British Horseracing Authority chief executive Brant Dunshea has warned that the Gambling Commission’s decision to implement financial risk assessments on UK bettors could have severe financial implications for British racing.
The BHA issued its response on Tuesday, 7 July, after the regulator confirmed it intended to proceed with what racing has widely called affordability checks.
Dunshea said the governing body was hugely disappointed and argued that racing bettors would face unwarranted levels of intrusion.
In the BHA statement on financial risk assessments, Dunshea said the sport had repeatedly warned government about the possible impact on racing and its fanbase through consultations over several years.

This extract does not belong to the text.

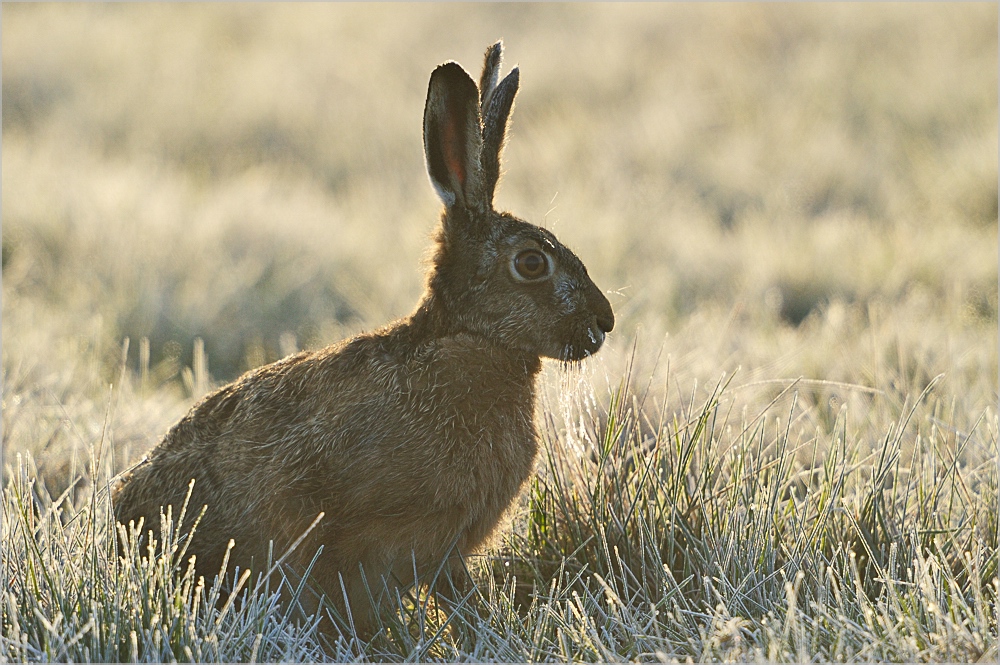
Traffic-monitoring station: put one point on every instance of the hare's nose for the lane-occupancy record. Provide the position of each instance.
(606, 322)
(601, 308)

Racing Fears Black-Market Drift
The BHA’s central concern is that checks which are not fully frictionless could push customers away from regulated betting and towards illegal operators.

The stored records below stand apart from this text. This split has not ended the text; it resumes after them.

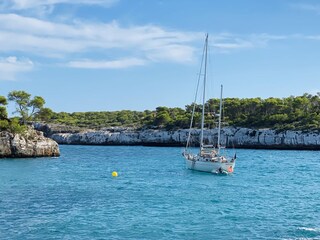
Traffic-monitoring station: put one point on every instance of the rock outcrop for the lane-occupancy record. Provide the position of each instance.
(30, 144)
(231, 137)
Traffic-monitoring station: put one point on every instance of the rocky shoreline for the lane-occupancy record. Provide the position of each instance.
(28, 145)
(231, 137)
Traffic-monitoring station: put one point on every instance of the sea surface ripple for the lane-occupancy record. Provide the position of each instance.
(271, 195)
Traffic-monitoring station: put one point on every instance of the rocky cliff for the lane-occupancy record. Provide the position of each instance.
(231, 137)
(30, 144)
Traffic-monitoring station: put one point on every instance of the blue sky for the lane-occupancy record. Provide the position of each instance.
(107, 55)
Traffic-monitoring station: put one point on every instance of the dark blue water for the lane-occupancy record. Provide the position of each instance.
(271, 195)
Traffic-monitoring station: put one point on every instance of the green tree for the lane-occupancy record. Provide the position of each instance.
(25, 106)
(3, 110)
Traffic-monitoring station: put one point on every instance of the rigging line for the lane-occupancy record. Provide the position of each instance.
(196, 95)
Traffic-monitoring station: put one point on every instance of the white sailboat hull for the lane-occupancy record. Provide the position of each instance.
(210, 166)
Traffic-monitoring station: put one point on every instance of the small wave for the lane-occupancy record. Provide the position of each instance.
(309, 229)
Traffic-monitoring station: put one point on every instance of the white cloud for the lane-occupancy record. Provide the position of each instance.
(30, 4)
(11, 66)
(115, 64)
(307, 7)
(45, 38)
(226, 42)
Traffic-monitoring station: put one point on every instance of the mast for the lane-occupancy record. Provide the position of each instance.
(204, 90)
(219, 125)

Dunshea said that would increase the risk of gambling-related harm while reducing tax revenue and weakening two industries worth billions to the UK economy.
The governing body also criticised the Department for Culture, Media and Sport, saying a policy decision of this scale should have received parliamentary scrutiny.
It linked the decision to wider frustrations over the Horserace Betting Levy, which British racing has argued needs reform to help the sport remain internationally competitive.
The next stage is implementation. The BHA said it will work with DCMS, the Gambling Commission and betting operators, but its public position is clear: this is now a live financial threat to British racing, not a distant policy argument.